The objective for the intervention groups (Group 2 and 3) is to adjust their
glucose-lowering treatment to ensure patients spend less than 1% of their time with
glucose levels below 3.9 mmol/L and more than 60% of the time within the target range
(3.9 to 10.0 mmol/L). Meanwhile, for the control group, CGM data will be double-blinded,
and adjustment of glucose lowering medicine will be based on usual monitoring of HbA1c
and finger-prick glucose.
STATISTICAL ANALYSIS
Statistical analysis is performed as intention-to-treat and will be conducted by the
investigators in close collaboration with an experienced statistician. All data will be
described including data-incompleteness as well as reasons for data-incompleteness. A
linear mixed model with a participant-specific random intercept is used to analyse the
effect of changes in mean sensor glucose, time in range and HbA1c. This analysis will
compare changes across the three study groups from baseline to end of the study.
ETHICAL CONSIDERATIONS
CGM is a well-tested technology that has significantly improved glucose management in the
general diabetes population. It is expected to be safe and well tolerated, in dialysis
patients as well. The many examinations are time consuming for the study participants.

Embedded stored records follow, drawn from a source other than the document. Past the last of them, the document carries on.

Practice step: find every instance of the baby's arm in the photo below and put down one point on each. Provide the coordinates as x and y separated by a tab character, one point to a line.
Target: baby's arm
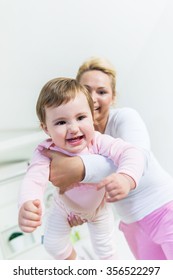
117	186
30	215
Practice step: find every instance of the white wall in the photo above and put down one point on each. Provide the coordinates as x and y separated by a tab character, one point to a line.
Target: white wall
47	38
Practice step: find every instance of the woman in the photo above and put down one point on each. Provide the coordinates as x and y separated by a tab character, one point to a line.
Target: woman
146	213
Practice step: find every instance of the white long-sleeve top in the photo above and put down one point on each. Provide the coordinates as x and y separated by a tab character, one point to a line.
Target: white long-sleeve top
83	197
155	187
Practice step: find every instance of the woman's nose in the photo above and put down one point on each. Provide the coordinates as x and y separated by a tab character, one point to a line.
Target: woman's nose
73	128
94	96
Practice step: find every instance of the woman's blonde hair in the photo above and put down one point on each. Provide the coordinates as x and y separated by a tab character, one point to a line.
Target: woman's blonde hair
60	91
99	64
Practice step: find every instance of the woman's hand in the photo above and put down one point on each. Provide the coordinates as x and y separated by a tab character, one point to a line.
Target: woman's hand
75	220
117	186
30	215
64	170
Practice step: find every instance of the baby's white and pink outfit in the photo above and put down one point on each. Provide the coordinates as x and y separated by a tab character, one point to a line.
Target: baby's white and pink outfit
83	200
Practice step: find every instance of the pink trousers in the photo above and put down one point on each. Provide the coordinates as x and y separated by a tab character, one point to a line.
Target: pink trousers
151	238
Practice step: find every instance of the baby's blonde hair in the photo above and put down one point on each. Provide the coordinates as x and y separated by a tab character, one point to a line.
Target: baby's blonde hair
99	64
60	91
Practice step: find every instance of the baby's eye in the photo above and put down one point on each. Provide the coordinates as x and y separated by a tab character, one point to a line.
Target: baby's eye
102	92
60	123
80	118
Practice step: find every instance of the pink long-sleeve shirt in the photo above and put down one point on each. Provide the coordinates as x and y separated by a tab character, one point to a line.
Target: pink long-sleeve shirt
83	196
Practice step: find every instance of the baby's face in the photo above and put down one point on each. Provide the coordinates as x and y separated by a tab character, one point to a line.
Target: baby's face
70	125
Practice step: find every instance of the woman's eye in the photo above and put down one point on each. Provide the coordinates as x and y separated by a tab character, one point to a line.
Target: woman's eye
81	118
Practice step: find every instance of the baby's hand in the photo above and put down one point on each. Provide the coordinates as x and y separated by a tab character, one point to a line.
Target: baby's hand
117	186
30	215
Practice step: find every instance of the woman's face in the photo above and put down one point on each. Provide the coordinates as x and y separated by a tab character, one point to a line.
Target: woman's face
99	86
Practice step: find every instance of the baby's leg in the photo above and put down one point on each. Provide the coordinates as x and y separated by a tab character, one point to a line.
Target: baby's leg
103	236
141	244
57	234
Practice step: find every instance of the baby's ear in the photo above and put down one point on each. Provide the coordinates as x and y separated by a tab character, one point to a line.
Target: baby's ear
44	127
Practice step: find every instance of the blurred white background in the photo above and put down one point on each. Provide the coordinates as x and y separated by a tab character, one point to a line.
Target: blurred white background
47	38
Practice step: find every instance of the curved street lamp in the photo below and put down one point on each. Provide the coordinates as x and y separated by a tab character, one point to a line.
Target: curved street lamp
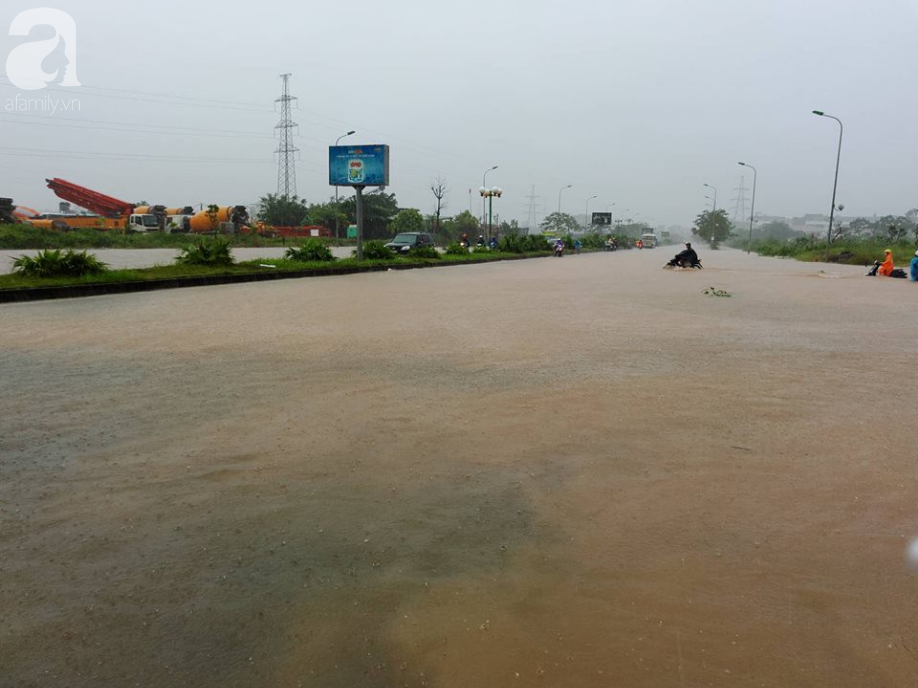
586	218
755	179
484	184
488	195
841	133
715	195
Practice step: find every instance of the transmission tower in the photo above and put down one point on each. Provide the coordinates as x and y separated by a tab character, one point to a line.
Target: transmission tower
286	150
739	209
533	220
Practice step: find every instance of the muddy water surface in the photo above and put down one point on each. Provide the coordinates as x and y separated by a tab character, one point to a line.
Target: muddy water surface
577	472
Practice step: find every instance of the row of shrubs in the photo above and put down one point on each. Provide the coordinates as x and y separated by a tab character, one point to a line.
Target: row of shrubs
218	252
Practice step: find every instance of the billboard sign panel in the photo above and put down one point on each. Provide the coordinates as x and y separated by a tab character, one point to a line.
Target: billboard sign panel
358	165
602	219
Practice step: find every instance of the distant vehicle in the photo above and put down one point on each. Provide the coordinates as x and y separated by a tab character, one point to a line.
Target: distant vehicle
403	243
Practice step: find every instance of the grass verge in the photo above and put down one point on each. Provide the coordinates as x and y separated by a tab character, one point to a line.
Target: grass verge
168	272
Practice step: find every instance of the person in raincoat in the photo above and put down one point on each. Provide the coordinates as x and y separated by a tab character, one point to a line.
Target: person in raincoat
888	266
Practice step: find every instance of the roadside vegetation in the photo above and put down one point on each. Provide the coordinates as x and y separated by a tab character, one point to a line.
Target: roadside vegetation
58	263
21	236
859	242
209	258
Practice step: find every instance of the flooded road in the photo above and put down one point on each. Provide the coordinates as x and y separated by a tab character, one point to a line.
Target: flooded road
579	472
127	258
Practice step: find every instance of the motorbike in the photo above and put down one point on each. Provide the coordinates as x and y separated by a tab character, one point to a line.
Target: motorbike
678	262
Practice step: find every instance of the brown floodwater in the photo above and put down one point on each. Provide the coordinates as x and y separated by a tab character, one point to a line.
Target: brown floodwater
579	472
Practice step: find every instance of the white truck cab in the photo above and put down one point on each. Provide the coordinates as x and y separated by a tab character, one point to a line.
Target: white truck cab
143	223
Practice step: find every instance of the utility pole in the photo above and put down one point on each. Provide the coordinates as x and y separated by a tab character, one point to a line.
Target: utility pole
532	220
286	150
739	209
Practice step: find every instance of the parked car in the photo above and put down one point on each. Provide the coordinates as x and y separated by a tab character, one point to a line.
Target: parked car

The project, however, will likely yield important knowledge on how to optimize diabetes
management in dialysis patients, which expectedly will benefit both the study
participants and in general all dialysis patients with diabetes.
The study will be registered at ClinicalTrials.gov prior to initiation. The trial
protocol adheres to the principles of the Helsinki Declaration II, and the study will be
conducted in compliance with Good Clinical Practice, the Act on the Processing of
Personal Data, and the General Data Protection Regulation. Approval from the regional
Research Ethical Committees are underway. Participants are covered by The Patient
Compensation Association.
PERSPECTIVES
We expect that blood glucose regulation tailored to CGM, instead of HbA1c/finger prick
will improve blood glucose levels and reduce the incidence of hypoglycemia among dialysis
patients. We expect the project to contribute to rethinking diabetes treatment among
these patients, leading to increased survival, reduced diabetes complications and
hospitalizations, and improved quality of life.